Domestic building insurance
Domestic building insurance (DBI) must be obtained by a builder (for the benefit of owners and subsequent owners) if the cost of domestic building work is over $16,000 and no exclusions apply (the key exclusion being for works of three (3) storeys and above). A claim against the DBI policy can only be made if a builder has become insolvent, died or ‘disappeared’.
In the event of an insolvency of the builder, the principal may have a claim against the DBI. As soon as possible, the principal should seek advice on the merits of making a claim on a DBI policy (or policies). The claim should be submitted with all due expedition because strict limitations apply under policy wording.
The principal should also seek legal advice on how to obtain a comprehensive building defects report(s) (and contemporaneous evidence) setting out the details of any and all incomplete and defective works (including a possible distinction between structural and non-structural defective works), and the details of all associated rectification works. (Victorian ‘developers’ under DBI policies generally cannot claim for the cost to complete the works due to an exclusion).

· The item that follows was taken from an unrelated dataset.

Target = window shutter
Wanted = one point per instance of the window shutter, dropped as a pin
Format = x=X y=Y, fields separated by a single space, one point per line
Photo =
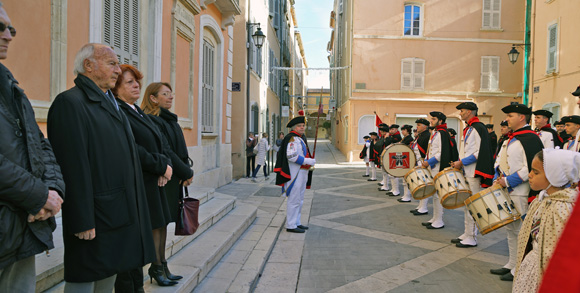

If a principal fails to obtain an appropriate expert report(s), their ability to claim on DBI insurance may be prejudiced.
This information and the contents of this publication, current as at the date of publication, is general in nature to offer assistance to Cornwalls’ clients, prospective clients and stakeholders, and is for reference purposes only. It does not constitute legal or financial advice. If you are concerned about any topic covered, we recommend that you seek your own specific legal and financial advice before taking any action.